Texas cities and MSAs also filled the ranks of our 2012 Metro Rankings, with Odessa and Austin sharing the top spot in our two Economic Growth Potential rankings (based on population) and Houston taking first in Top 10 Manufacturing Cities. Dallas-Fort Worth also notched a fifth place in Lowest Cost of Doing Business, among other Texas localities that proliferated in our top 10 Metros.
And the recitation of Texas’ 2012 accomplishments won’t permit us to pause and catch our breath here: before the end of last year, Austin’s success in snaring Apple’s new Operations Center stepped up and claimed the Bronze Award in our 2012 Economic Development Deal of the Year competition.
If we had any doubts about who the consensus winner would be, these were erased when the time came to crunch the project data we review as the first step in our State of the Year decision. Texas easily outpaced the other contenders: the top five job-creating projects in Texas yielded nearly 9,000 new jobs, more than twice the nearest competitor, and the Lone Star State reported more than $13 billion in investment generated by the top five in terms of capital investment.
TEXAS TWO-STEP: BEATING THE RECESSION, BOUNCING BACK
Texas was the first state in U.S. to bounce back to pre-Recession employment levels in 2011, while most of the rest of the country was still digging out of the deep economic trench. Without question, Texas’ natural supremacy in the oil and gas sector was the turbocharger that kept its jobs engine humming during tough times. But the folks in the 10-gallon hats are not content to rely on the ups and downs of the energy sector for sporadic growth.
Texas has executed a diverse and aggressive economic development strategy which has seen it become a global leader in semiconductors and a rising star in other high-tech growth sectors including bioscience, supported by a world-class university system. Apple’s new global Operations Center is bringing more than 3,600 new jobs to the state capital (see Bronze Award story).

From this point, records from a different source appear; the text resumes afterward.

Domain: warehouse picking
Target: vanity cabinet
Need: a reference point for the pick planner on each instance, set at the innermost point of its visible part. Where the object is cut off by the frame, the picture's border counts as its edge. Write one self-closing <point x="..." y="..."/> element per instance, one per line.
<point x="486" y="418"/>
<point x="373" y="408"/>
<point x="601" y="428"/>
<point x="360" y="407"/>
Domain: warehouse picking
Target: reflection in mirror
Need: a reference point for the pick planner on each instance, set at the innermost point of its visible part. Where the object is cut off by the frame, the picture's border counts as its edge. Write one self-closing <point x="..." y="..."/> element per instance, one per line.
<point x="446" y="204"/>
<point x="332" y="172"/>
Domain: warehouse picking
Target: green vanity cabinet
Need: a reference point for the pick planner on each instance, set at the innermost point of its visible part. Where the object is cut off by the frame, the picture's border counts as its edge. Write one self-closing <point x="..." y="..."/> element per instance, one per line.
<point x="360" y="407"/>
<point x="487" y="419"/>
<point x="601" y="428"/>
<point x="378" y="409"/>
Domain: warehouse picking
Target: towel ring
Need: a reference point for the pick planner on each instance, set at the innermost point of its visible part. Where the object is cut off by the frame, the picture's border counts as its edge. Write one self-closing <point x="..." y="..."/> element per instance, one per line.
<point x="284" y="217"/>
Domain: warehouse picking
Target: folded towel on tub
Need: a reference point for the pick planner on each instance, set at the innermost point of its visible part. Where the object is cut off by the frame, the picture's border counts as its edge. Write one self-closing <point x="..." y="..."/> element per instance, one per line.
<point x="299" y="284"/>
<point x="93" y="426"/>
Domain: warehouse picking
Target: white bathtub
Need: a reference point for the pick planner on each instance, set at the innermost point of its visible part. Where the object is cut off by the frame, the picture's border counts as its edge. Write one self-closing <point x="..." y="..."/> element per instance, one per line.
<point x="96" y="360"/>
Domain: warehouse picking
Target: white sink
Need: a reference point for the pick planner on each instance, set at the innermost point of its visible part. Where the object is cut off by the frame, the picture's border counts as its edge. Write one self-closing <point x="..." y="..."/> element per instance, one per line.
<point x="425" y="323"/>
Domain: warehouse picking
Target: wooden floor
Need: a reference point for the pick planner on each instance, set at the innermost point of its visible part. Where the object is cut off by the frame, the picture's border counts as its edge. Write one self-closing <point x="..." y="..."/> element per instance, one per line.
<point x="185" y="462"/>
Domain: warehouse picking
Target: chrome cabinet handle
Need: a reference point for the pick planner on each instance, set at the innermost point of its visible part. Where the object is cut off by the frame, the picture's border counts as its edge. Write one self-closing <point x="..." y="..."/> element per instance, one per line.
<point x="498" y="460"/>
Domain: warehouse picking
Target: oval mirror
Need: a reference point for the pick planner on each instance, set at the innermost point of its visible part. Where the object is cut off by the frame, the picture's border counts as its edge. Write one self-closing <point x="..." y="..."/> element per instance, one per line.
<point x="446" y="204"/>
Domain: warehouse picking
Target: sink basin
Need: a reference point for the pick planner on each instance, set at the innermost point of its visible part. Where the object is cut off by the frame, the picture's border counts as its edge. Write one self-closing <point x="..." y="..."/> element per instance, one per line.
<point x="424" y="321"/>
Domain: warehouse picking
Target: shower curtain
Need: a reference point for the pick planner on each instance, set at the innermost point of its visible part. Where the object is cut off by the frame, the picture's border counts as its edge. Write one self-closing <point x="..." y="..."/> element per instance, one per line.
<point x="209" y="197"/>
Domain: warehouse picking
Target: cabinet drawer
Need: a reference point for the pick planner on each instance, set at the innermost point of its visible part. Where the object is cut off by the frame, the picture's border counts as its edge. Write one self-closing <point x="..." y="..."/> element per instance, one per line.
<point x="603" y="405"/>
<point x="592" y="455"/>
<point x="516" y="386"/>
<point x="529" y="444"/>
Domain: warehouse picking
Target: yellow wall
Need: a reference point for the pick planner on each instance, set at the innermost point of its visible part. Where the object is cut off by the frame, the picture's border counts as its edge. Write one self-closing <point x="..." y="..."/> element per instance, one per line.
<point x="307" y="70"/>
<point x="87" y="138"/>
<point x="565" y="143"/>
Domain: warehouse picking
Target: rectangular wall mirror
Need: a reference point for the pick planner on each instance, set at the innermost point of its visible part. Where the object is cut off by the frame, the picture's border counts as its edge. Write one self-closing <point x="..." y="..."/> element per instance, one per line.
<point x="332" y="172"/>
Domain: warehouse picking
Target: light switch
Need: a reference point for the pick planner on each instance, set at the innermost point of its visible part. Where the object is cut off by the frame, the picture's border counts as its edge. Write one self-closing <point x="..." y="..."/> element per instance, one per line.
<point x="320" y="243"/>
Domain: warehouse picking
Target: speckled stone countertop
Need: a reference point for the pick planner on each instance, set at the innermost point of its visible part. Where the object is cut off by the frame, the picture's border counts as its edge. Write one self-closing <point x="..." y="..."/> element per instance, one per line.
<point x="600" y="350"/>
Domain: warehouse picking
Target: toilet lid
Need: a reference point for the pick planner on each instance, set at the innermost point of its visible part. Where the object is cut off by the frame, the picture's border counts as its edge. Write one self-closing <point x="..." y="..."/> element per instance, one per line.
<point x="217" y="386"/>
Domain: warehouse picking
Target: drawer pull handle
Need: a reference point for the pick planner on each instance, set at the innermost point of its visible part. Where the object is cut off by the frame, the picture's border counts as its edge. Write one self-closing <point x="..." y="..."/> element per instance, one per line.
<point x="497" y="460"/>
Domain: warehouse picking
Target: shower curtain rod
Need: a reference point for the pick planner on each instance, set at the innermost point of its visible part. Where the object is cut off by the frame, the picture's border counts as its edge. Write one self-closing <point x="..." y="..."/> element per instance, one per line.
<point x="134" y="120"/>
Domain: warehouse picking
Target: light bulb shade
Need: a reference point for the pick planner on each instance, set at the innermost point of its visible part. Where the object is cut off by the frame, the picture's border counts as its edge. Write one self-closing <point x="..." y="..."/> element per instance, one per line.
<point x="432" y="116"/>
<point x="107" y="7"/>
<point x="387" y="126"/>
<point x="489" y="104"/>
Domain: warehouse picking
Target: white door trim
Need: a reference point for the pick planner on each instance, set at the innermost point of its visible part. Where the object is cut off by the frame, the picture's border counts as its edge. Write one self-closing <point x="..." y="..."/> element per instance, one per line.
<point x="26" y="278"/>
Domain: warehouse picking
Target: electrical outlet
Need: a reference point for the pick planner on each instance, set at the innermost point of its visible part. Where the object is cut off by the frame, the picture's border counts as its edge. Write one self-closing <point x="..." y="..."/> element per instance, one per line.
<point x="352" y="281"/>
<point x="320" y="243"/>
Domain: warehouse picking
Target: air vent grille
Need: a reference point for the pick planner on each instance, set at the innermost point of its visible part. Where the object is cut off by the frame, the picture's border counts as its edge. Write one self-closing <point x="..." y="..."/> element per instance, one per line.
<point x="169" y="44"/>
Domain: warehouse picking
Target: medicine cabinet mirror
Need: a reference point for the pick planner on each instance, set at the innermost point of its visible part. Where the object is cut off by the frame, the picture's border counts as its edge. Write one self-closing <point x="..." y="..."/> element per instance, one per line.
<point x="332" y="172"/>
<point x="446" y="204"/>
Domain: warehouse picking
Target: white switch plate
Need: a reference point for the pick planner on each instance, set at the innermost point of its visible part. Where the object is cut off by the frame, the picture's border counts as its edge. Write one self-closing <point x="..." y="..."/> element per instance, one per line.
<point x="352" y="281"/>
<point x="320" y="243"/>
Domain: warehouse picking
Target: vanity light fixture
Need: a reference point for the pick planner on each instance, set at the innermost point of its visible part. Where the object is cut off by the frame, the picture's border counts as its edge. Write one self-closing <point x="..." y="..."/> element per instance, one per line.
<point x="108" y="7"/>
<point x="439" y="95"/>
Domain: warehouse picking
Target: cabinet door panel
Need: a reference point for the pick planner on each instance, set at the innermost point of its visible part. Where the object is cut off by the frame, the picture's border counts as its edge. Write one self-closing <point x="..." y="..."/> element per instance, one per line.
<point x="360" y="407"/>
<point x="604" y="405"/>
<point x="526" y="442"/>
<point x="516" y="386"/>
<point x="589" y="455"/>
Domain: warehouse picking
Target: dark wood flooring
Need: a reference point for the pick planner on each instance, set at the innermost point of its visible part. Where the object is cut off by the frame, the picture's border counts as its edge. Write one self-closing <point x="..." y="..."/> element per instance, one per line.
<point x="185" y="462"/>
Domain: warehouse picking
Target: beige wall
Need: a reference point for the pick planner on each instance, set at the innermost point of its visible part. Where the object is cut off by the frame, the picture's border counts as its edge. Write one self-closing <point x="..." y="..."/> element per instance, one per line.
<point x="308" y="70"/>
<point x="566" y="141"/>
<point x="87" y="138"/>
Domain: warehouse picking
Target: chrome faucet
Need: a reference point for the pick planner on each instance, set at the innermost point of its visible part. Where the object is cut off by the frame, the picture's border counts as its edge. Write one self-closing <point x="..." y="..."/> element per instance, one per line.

The Lone Star State also has steadily built up an impressive portfolio in a resurgent manufacturing sector, including a growing constellation of automotive and heavy equipment production facilities. Even alternative energy has been given a big “Howdy” in the home of Big Oil—Texas is a national leader in wind power.
“Texas isn’t shy about incentivizing new business development,” Rogers said. “When you factor in traditionally low labor costs, strong infrastructure, a growing population and a stellar higher-education system, you have an unbeatable combination.”
States competing for BF’s coveted State of the Year designation are asked to submit a breakdown of their five largest projects of the year in terms of job creation and a second list of the top five in terms of capital investment. The project numbers are the starting point for an evaluation that also takes into account the state’s overall economic development strategy and its success in executing that strategy.
Runners-up in the 2012 State of the Year contest included Louisiana, South Carolina, Georgia and Utah. The Beehive State took top honors as our 2011 State of the Year, while Louisiana was our 2010 State of the Year.
All of the leaders in the State of the Year competition were home to major projects that received honors in our 2012 Economic Development Deal of the Year contest.
Baxter International’s decision to put a $1.3-billion bio/pharma facility in Covington, GA was our Gold Award winner , the top prize in our Deal of the Year sweepstakes. Louisiana’s mega-deal with South Africa’s Sasol for a new petrochemical complex in Southwest LA garnered our Silver Award. South Carolina’s new Bridgestone tire plant, Utah’s eBay expansion and Georgia’s new Caterpillar facility all received Honorable Mentions.